TEMPO.CO, Jakarta - Aktivis lingkungan menilai tidak seimbangnya ekosistem di Jakarta dan daerah sekitarnya menyulut terjadinya banjir. "Sebelumnya, Ibu Kota banjir 5 tahun sekali. Namun, dalam beberapa tahun terakhir, banjir selalu datang setiap tahun," ujar Direktur Program Yayasan Keanekaragaman Hayati Indonesia (Kehati) Teguh Triono dalam siaran pers, Kamis, 12 Februari 2015.
Menurut dia, keanekaragaman hayati, dalam hal ini ekosistem, memiliki peran penting dalam menunjang keberadaan sebuah kota. Ekosistem menjamin ketersediaan pangan, regulasi air dan oksigen, perlindungan terhadap bencana alam, juga memberi fungsi rekreasi. "Perkembangan kota yang tidak tertata akan merusak komponen tersebut, yang pada akhirnya dapat berdampak negatif," kata Teguh.
Penilaiannya mengacu pada minimnya ruang terbuka hijau (RTH) di Jakarta. Mengutip Undang-Undang Nomor 26 Tahun 2007, Teguh menyebutkan setiap kota harus menyediakan 30 persen dari total luas kota untuk ruang terbuka hijau. Keberadaan lahan terbuka dengan pohon diyakini manjur mencegah banjir.

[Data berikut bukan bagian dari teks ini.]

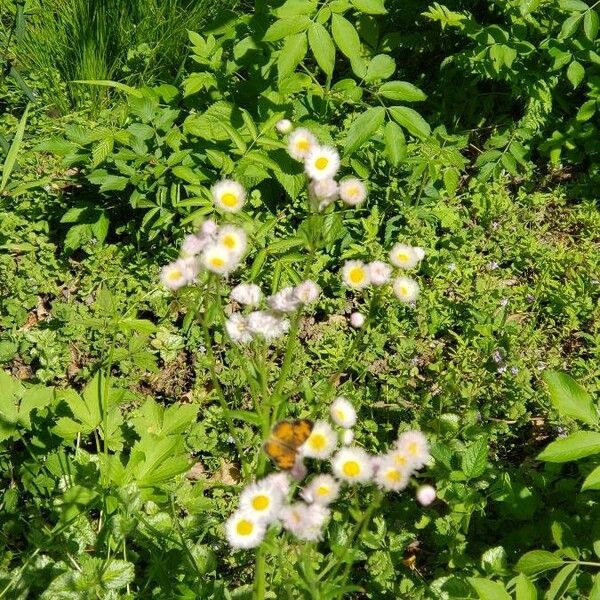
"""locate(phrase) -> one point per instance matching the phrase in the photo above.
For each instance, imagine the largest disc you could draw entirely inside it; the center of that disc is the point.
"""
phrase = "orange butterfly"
(287, 436)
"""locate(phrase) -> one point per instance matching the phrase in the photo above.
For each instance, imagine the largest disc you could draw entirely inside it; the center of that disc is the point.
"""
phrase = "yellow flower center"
(317, 441)
(351, 468)
(321, 163)
(175, 275)
(260, 502)
(230, 200)
(245, 527)
(356, 275)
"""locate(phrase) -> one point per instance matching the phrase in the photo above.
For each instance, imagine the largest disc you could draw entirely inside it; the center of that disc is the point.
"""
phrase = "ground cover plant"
(313, 315)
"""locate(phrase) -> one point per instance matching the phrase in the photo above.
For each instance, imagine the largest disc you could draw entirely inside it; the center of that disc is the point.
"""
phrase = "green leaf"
(592, 481)
(569, 398)
(474, 459)
(363, 128)
(561, 582)
(370, 7)
(525, 590)
(291, 55)
(538, 561)
(489, 590)
(575, 73)
(402, 91)
(411, 120)
(575, 446)
(322, 47)
(284, 28)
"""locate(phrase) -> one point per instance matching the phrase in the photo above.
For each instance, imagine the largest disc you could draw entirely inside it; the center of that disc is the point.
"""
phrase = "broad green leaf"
(538, 561)
(363, 128)
(575, 446)
(322, 47)
(402, 91)
(284, 28)
(489, 590)
(411, 120)
(370, 7)
(524, 589)
(291, 55)
(569, 398)
(592, 481)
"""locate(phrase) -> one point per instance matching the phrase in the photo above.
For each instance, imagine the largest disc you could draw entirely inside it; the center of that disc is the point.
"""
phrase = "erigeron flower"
(352, 191)
(307, 292)
(322, 162)
(233, 238)
(304, 521)
(352, 464)
(267, 324)
(262, 500)
(300, 143)
(357, 320)
(322, 441)
(243, 530)
(284, 126)
(218, 259)
(415, 444)
(405, 257)
(284, 301)
(237, 329)
(323, 489)
(406, 289)
(426, 495)
(343, 413)
(179, 273)
(390, 476)
(229, 195)
(355, 274)
(379, 272)
(246, 293)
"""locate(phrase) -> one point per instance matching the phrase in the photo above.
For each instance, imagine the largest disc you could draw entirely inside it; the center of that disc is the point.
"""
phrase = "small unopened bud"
(426, 495)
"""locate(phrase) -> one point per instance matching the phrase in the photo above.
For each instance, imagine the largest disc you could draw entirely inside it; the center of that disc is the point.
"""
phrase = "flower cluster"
(267, 324)
(321, 164)
(267, 501)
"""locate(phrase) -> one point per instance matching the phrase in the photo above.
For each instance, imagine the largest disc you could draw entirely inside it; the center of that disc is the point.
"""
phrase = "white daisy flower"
(218, 259)
(237, 329)
(179, 273)
(415, 444)
(343, 413)
(229, 195)
(390, 476)
(352, 464)
(379, 272)
(284, 301)
(267, 324)
(323, 489)
(262, 500)
(322, 162)
(244, 530)
(404, 256)
(300, 143)
(426, 495)
(284, 126)
(353, 191)
(233, 238)
(307, 292)
(406, 289)
(321, 442)
(355, 274)
(304, 521)
(357, 320)
(246, 293)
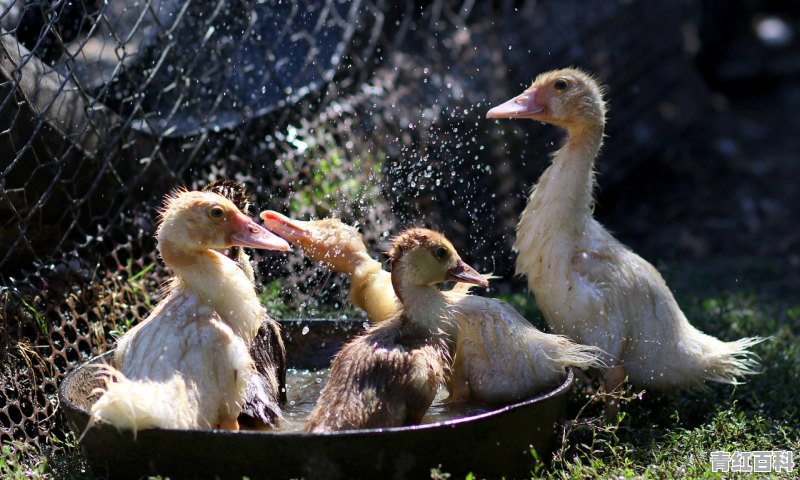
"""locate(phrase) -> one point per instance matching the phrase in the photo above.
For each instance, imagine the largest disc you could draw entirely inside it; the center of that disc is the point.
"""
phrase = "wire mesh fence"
(367, 110)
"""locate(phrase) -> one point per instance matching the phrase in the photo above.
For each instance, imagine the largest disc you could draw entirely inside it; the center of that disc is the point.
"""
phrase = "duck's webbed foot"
(229, 424)
(613, 384)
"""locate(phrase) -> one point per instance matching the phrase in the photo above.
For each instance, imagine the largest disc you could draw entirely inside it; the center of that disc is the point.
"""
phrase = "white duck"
(588, 285)
(187, 364)
(499, 356)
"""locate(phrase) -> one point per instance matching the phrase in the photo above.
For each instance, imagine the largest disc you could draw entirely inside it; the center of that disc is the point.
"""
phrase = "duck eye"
(216, 212)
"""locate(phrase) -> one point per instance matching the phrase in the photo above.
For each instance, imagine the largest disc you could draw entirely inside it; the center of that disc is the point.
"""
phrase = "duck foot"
(229, 424)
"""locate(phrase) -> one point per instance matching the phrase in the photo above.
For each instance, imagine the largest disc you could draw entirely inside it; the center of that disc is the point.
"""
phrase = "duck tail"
(571, 354)
(139, 405)
(727, 362)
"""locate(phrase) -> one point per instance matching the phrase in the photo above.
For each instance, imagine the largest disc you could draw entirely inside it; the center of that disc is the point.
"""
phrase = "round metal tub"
(495, 443)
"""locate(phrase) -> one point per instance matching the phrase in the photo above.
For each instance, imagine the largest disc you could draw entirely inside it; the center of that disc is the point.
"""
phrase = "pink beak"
(248, 233)
(465, 274)
(521, 106)
(284, 226)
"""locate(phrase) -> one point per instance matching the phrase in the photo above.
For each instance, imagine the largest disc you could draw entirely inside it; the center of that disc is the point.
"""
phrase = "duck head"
(568, 98)
(192, 221)
(422, 257)
(330, 241)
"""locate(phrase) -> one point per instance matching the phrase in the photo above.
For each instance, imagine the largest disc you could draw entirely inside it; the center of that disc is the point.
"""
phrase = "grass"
(655, 436)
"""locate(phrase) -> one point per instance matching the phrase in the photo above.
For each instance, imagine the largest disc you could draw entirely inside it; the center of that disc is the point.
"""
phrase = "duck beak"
(247, 233)
(291, 230)
(521, 106)
(465, 274)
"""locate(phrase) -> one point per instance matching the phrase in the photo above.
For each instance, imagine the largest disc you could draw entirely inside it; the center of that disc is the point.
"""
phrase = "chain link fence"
(367, 110)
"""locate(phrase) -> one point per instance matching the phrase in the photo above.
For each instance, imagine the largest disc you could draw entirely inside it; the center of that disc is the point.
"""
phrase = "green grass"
(656, 436)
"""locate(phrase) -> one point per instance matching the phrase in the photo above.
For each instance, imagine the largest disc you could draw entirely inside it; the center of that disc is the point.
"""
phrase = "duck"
(389, 376)
(499, 357)
(187, 364)
(266, 389)
(340, 247)
(588, 285)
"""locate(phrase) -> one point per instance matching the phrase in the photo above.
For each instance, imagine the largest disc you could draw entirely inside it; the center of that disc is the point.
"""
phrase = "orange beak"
(247, 233)
(465, 274)
(291, 230)
(524, 105)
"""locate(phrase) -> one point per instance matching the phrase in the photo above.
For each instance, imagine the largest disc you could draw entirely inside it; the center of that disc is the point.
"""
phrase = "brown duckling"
(389, 376)
(587, 284)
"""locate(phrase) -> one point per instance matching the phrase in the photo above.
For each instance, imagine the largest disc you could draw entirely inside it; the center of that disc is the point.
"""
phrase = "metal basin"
(495, 443)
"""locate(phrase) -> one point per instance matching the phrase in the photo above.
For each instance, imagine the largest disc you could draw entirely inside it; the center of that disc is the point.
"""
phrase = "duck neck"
(370, 290)
(566, 185)
(423, 305)
(217, 281)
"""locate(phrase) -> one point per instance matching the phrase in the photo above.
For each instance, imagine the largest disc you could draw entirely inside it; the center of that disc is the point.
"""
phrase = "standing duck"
(499, 356)
(266, 390)
(587, 284)
(389, 376)
(187, 364)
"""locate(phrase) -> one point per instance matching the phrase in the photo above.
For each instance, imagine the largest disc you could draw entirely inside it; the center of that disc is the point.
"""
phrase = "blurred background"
(371, 111)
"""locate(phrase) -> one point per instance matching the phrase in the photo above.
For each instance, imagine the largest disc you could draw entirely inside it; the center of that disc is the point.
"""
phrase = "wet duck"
(389, 376)
(266, 390)
(187, 364)
(587, 284)
(499, 356)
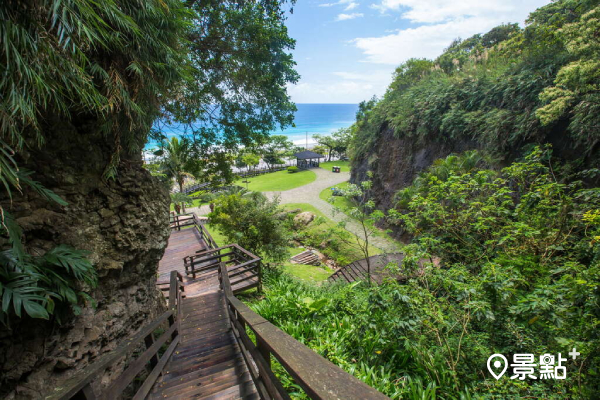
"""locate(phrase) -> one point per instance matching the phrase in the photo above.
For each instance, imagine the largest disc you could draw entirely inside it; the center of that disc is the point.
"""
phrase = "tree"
(274, 148)
(576, 91)
(248, 220)
(251, 160)
(82, 83)
(241, 63)
(327, 142)
(178, 161)
(180, 200)
(362, 212)
(341, 139)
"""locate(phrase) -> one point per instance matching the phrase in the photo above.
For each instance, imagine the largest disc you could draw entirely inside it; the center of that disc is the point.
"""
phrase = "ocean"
(309, 119)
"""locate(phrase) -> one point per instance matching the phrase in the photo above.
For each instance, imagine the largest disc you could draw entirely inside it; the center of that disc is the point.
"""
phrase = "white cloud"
(340, 2)
(349, 87)
(345, 17)
(445, 21)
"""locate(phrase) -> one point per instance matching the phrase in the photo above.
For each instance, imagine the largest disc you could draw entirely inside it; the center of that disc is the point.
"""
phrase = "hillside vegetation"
(505, 234)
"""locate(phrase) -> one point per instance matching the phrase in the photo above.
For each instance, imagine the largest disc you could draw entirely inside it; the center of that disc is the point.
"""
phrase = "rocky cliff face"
(122, 223)
(396, 162)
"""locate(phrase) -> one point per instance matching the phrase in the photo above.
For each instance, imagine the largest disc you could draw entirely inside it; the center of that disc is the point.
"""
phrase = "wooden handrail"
(320, 378)
(80, 384)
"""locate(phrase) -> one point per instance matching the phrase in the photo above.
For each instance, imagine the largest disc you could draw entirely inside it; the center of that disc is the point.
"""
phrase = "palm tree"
(178, 161)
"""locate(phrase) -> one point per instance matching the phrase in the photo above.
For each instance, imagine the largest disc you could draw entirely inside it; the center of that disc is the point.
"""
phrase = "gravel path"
(310, 194)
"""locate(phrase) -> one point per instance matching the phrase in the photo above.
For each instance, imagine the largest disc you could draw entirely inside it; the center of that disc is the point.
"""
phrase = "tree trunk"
(123, 223)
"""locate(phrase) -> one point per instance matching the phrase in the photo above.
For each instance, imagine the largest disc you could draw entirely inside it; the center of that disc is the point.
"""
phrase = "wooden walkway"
(208, 363)
(357, 271)
(209, 344)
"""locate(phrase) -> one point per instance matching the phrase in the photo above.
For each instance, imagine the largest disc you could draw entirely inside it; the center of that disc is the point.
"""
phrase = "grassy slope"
(339, 201)
(278, 181)
(344, 165)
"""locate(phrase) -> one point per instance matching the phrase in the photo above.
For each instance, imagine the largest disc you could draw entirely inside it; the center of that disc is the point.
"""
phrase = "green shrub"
(518, 271)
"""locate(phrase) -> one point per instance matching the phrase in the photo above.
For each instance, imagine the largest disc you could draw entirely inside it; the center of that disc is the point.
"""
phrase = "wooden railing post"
(174, 297)
(261, 346)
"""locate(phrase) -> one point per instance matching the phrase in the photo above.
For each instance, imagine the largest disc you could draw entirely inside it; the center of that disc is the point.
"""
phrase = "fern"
(37, 285)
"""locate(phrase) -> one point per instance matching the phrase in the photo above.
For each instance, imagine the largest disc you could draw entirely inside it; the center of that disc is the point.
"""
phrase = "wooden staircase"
(205, 351)
(357, 270)
(208, 363)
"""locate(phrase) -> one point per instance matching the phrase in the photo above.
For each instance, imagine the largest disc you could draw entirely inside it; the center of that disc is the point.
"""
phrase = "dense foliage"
(112, 68)
(502, 262)
(505, 88)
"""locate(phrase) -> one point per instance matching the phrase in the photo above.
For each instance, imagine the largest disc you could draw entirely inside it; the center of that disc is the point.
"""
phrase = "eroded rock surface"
(123, 223)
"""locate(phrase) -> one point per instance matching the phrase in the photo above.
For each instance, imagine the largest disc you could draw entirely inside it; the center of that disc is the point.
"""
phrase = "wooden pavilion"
(308, 159)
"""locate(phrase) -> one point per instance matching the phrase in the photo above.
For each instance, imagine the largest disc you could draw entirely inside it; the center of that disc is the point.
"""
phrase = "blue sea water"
(309, 119)
(321, 119)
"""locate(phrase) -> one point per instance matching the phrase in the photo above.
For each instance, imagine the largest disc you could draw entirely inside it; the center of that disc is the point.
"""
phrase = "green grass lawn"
(345, 252)
(308, 273)
(344, 165)
(278, 181)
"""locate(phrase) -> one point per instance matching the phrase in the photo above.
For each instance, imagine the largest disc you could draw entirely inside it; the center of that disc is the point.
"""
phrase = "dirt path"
(310, 194)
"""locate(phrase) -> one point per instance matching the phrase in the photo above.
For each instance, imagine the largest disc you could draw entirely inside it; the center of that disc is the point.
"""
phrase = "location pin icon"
(497, 365)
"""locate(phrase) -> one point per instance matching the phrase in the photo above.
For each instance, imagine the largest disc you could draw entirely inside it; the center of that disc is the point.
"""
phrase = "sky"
(347, 50)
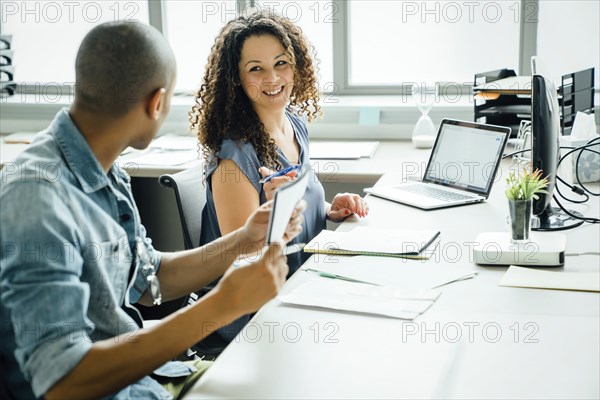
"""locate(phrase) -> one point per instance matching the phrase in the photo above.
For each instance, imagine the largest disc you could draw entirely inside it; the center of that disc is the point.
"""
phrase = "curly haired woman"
(259, 90)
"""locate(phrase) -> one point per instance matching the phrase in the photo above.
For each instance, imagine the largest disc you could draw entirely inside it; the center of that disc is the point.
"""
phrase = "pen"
(293, 248)
(462, 278)
(283, 172)
(340, 277)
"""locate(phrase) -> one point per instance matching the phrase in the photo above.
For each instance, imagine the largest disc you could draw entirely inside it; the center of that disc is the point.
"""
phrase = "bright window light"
(191, 28)
(316, 19)
(47, 34)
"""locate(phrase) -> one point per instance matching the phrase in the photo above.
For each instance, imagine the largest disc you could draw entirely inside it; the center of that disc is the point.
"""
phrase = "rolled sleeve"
(40, 284)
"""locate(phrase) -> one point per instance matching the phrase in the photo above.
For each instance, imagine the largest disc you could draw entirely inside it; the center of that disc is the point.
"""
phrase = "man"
(75, 255)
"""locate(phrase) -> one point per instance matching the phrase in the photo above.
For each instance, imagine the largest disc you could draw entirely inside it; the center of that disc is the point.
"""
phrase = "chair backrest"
(190, 194)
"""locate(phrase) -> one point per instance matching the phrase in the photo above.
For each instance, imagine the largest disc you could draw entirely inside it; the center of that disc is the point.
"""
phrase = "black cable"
(590, 143)
(581, 149)
(575, 189)
(514, 153)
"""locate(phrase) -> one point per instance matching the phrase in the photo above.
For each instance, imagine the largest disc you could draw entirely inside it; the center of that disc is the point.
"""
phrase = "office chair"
(190, 195)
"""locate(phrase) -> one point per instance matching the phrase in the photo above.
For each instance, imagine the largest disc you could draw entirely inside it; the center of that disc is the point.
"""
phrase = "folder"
(413, 244)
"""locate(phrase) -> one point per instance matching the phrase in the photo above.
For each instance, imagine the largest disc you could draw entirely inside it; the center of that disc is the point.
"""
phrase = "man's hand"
(270, 187)
(248, 287)
(255, 229)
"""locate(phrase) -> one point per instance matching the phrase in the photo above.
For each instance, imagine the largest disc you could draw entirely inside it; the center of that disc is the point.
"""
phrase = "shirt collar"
(77, 153)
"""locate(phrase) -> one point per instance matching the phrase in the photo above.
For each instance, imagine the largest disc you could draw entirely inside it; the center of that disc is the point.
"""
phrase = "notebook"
(461, 169)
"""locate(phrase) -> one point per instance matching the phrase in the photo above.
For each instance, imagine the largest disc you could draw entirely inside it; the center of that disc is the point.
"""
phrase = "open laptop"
(461, 169)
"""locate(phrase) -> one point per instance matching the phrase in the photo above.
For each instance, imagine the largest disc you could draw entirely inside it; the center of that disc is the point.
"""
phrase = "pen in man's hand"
(283, 172)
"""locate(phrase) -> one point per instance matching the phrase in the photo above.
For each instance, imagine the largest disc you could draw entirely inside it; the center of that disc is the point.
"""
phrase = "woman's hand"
(346, 204)
(270, 187)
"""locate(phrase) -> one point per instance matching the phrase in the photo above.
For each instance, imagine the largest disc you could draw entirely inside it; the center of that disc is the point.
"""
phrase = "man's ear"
(156, 103)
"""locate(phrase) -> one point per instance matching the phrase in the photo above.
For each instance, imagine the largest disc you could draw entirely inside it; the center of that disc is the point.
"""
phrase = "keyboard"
(435, 193)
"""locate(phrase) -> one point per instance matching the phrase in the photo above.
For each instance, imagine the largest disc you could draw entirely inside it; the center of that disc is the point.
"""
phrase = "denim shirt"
(68, 270)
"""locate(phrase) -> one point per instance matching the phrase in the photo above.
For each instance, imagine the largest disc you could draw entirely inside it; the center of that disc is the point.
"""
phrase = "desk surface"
(479, 340)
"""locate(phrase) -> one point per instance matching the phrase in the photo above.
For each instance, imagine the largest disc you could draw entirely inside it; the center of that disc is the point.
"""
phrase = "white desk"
(515, 343)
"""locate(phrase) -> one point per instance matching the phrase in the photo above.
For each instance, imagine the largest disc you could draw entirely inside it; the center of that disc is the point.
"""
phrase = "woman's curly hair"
(222, 110)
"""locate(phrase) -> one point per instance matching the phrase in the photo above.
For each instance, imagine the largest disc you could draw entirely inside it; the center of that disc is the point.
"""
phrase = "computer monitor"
(545, 148)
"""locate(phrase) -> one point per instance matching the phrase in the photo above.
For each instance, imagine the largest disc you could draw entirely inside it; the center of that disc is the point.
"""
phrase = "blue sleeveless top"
(245, 157)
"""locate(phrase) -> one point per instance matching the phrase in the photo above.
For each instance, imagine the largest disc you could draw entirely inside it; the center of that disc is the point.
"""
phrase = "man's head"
(122, 66)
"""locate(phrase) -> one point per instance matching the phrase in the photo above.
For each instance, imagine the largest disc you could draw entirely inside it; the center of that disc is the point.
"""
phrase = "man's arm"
(115, 363)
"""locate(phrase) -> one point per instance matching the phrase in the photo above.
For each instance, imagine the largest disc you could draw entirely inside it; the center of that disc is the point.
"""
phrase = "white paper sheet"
(392, 272)
(285, 201)
(372, 240)
(342, 150)
(348, 296)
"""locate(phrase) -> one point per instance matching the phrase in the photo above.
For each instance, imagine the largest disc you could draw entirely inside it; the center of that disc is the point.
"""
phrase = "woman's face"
(266, 73)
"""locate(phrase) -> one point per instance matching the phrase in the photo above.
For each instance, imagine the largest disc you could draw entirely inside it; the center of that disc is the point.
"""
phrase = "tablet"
(284, 202)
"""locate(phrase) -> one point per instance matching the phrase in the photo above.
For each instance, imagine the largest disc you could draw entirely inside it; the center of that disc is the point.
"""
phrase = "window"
(396, 42)
(568, 37)
(315, 18)
(46, 35)
(191, 28)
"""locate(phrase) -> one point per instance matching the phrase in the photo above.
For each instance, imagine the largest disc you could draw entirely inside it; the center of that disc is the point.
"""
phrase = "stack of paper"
(377, 242)
(534, 278)
(357, 297)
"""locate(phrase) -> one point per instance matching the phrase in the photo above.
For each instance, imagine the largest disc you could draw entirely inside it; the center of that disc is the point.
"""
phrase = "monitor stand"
(554, 219)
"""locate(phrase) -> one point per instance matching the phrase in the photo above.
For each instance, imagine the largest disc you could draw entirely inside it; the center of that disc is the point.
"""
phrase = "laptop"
(461, 169)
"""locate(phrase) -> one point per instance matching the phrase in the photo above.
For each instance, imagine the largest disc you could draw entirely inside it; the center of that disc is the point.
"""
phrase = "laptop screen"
(466, 155)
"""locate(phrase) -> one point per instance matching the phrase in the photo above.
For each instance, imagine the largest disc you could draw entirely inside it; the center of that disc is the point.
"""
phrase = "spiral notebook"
(414, 244)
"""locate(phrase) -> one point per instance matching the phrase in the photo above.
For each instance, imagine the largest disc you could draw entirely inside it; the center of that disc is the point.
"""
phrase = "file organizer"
(7, 70)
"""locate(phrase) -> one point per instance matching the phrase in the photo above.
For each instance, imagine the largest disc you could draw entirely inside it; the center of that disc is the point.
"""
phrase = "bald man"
(75, 256)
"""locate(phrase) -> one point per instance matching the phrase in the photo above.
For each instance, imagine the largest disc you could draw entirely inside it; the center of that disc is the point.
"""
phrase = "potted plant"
(521, 189)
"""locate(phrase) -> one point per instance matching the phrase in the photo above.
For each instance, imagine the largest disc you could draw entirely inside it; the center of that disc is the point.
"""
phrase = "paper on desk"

Kajian dari Education in Nature menunjukkan rata-rata satu pohon dapat menyerap dan menyimpan 4.000 liter air setiap tahun. Bahkan pohon dengan tinggi 30 meter dan jumlah daun sekitar 200 ribu helai mampu menyerap hingga 44 ribu liter air per tahun. "Tapi saat ini luasan RTH di Jakarta hanya sekitar 10 persen, sehingga daya serap dan daya tampung air ekosistem di perkotaan tidak memadai."
Teguh meminta pemerintah tidak hanya berfokus pada infrastruktur dalam upaya penanganan banjir, seperti membangun sodetan Kali Ciliwung. "Harus dibarengi dengan perbaikan ekosistem di Jakarta dan daerah-daerah penunjang di sekitarnya," ujarnya. Perbaikan daerah aliran sungai, menambah ruang terbuka hijau, serta koordinasi dengan pemerintah Kota Depok dan Bogor untuk memperbaiki kawasan hulu sungai harus juga menjadi prioritas.
Teguh mengatakan pemerintah DKI Jakarta bisa mencontoh Kabupaten Bojonegoro yang memiliki program paving block. Bekerja sama dengan seluruh warganya, Pemerintah Kabupaten Bojonegoro mengganti aspal jalan yang sering rusak karena banjir dengan paving block. Hasilnya, air bisa lebih terserap dan jalan relatif tidak mudah rusak. Inspirasi lain datang dari Pemerintah Kota Surabaya, yang memanfaatkan sungai sebagai bagian taman kota. Pemerintah Surabaya memagari pinggir sungai sehingga tidak ada ruang bagi warga yang hendak membuang sampah ke sungai.
Basuki Rahmad, petugas Ekosistem Pesisir dan Pulau-Pulau Kecil Yayasan Kehati, mengatakan konservasi bambu di sepanjang daerah aliran Sungai Ciliwung bisa menjadi alternatif cara mencegah banjir dalam jangka panjang. "Jika pemerintah DKI Jakarta mengeluarkan larangan penggunaan styrofoam di restoran dan menggantinya dengan boks makanan dari bambu, warga sekitar Ciliwung akan bergairah menanam bambu. Sementara masyarakat mendapat penghasilan tambahan, daerah aliran sungai terlindungi," ujarnya.